1993-97            William P. Baker (R-Danville) (defeated in general election)
1997-2009         Ellen O. Tauscher (D-Tassajara Valley/Alamo) (resigned mid-term)
2009-13            John Garamendi (D-Walnut Grove)  (district no longer in East Bay)
[Seat F lost its East Bay territory in 2012.]

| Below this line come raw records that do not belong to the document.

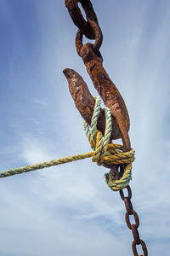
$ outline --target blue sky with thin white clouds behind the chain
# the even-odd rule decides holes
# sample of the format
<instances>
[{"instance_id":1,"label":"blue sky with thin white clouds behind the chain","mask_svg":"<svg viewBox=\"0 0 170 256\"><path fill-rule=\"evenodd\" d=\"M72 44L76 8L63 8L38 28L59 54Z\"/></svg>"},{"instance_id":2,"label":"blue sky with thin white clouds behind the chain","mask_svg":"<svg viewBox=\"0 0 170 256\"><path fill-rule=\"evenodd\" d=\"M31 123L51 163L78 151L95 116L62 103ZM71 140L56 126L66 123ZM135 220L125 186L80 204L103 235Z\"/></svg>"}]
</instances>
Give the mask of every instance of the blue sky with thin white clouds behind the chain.
<instances>
[{"instance_id":1,"label":"blue sky with thin white clouds behind the chain","mask_svg":"<svg viewBox=\"0 0 170 256\"><path fill-rule=\"evenodd\" d=\"M75 69L98 94L77 55L77 27L64 2L0 0L2 172L91 150L62 70ZM167 256L170 2L92 3L104 34L104 67L131 120L139 234L149 255ZM131 256L123 201L105 172L88 159L1 179L0 256Z\"/></svg>"}]
</instances>

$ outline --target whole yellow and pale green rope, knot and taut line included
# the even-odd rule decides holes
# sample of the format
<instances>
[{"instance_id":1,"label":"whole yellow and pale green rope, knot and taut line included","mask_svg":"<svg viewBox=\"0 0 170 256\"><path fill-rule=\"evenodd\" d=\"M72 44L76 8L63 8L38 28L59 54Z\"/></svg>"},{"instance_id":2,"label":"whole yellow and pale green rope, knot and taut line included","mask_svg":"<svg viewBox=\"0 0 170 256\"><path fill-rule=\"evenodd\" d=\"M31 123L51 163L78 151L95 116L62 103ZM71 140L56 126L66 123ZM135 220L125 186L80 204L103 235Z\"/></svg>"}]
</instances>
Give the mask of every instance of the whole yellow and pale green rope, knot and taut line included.
<instances>
[{"instance_id":1,"label":"whole yellow and pale green rope, knot and taut line included","mask_svg":"<svg viewBox=\"0 0 170 256\"><path fill-rule=\"evenodd\" d=\"M31 166L23 166L20 168L15 168L0 172L0 177L13 176L15 174L20 174L23 172L36 171L38 169L43 169L50 166L58 166L71 161L83 160L92 157L92 160L100 165L125 165L125 171L119 180L113 181L110 172L105 174L105 181L109 187L114 190L121 190L126 188L130 180L132 179L132 162L134 160L134 150L131 149L129 152L122 152L122 145L110 143L111 138L111 112L109 108L105 107L105 135L103 137L101 131L97 130L97 121L99 118L101 99L96 98L94 113L89 125L84 121L84 131L88 137L88 141L91 148L94 149L93 152L85 154L71 155L58 160L51 160L48 162L42 162Z\"/></svg>"}]
</instances>

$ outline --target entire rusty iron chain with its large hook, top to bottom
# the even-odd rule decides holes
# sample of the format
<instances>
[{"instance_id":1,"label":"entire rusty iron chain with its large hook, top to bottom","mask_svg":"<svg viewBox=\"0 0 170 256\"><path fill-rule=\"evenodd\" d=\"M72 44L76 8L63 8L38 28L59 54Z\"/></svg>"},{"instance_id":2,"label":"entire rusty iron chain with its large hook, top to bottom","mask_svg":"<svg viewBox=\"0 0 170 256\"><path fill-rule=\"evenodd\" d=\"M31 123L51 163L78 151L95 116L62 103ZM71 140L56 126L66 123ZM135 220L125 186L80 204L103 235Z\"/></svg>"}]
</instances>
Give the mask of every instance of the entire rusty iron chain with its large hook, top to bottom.
<instances>
[{"instance_id":1,"label":"entire rusty iron chain with its large hook, top to bottom","mask_svg":"<svg viewBox=\"0 0 170 256\"><path fill-rule=\"evenodd\" d=\"M83 18L78 3L81 3L87 20ZM112 126L114 127L114 131L111 134L111 139L122 138L124 151L128 151L131 146L127 133L129 130L127 108L121 94L116 89L116 85L112 83L108 74L105 72L104 67L102 66L103 58L99 52L99 49L103 41L103 35L99 27L97 16L94 12L93 5L90 0L65 0L65 7L68 9L74 24L78 27L76 36L77 54L82 57L82 61L87 67L88 74L93 80L94 87L96 90L98 90L99 95L105 103L105 106L111 110ZM83 45L83 35L89 39L95 39L95 43ZM69 82L71 96L73 97L82 118L85 119L88 124L90 124L94 110L94 98L89 93L87 84L85 84L82 77L72 69L65 68L64 73ZM100 109L98 129L102 133L105 131L104 120L104 113L102 109ZM116 180L119 177L122 177L125 165L105 167L111 168L111 177L113 180ZM132 190L129 185L126 189L127 196L124 195L124 189L120 190L120 196L122 201L124 201L126 208L125 219L127 227L132 230L133 234L133 255L139 256L137 245L141 245L143 255L140 256L147 256L147 247L144 241L139 237L139 216L138 213L133 209L133 204L131 201ZM131 224L129 218L130 215L133 215L134 224Z\"/></svg>"}]
</instances>

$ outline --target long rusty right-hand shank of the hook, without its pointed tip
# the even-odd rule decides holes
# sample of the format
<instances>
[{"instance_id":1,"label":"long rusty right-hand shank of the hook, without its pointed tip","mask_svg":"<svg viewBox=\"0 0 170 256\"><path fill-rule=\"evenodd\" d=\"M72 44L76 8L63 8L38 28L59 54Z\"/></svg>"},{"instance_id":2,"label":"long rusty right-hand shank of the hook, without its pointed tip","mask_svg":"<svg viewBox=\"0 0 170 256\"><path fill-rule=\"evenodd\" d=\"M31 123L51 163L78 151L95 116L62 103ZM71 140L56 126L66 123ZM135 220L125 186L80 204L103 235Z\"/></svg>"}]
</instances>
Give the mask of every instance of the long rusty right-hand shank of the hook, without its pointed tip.
<instances>
[{"instance_id":1,"label":"long rusty right-hand shank of the hook, without its pointed tip","mask_svg":"<svg viewBox=\"0 0 170 256\"><path fill-rule=\"evenodd\" d=\"M96 34L99 36L99 31L97 32L96 30ZM111 114L116 118L117 125L121 131L124 151L128 151L131 146L127 133L130 126L127 108L119 90L116 88L116 85L113 84L110 77L105 72L101 56L99 56L99 53L96 53L94 50L94 45L99 46L98 42L100 41L96 38L95 44L88 43L83 45L82 35L80 32L77 32L77 52L82 57L82 61L84 62L88 74L94 83L95 89L99 92L99 96L101 96L105 106L110 108Z\"/></svg>"}]
</instances>

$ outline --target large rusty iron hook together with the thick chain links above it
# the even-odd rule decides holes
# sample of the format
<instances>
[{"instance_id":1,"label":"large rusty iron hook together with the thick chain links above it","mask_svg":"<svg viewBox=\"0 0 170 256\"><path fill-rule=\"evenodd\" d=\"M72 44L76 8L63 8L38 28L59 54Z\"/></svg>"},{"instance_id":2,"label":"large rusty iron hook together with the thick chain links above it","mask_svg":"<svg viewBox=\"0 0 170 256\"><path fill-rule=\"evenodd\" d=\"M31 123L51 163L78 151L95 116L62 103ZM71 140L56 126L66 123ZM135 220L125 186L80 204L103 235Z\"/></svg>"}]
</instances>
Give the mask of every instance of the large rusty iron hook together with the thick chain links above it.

Seat G:   San Joaquin County-centered district.   Added East Bay territory in 2002. 11th District from 2003 to 2013 (Pleasanton, Dublin, San Ramon, Danville, most of Brentwood, most of San Joaquin County, Morgan Hill). 9th District [most of San Joaquin County plus much of eastern Contra Costa County (eastern Antioch, Oakley, Brentwood, Discovery Bay)] [2 occupants]
2003-2007              Richard Pombo (R-Tracy) (defeated in 2006 general election)
2007-present            Gerald "Jerry" McNerney (D-Pleasanton/Stockton)

Seat H:  North Bay-centered district.  Added East Bay territory in 2012. 5th District from 2013 to 2023. [1 occupant]
2013-present            Mike Thompson (D-St. Helena)

[Seat H historically has been a North Bay district.  In 2012, a portion of Contra Costa County was added to the district, including most of Martinez, Crockett, Hercules.  Outside of the East Bay, district includes Vallejo and Benicia in Solano County, all of Napa County, part of Lake County and the Santa Rosa/Rohnert Park/Cotati area of Sonoma County.]

Seat I: Silicon Valley district.  Added East Bay territory in 2012.  17th District from 2013 to 2023. [1 occupant]
2013-present             Michael Honda (D-San Jose)

[Seat I historically has been a Santa Clara County district.  Southern Fremont was added in 2012.]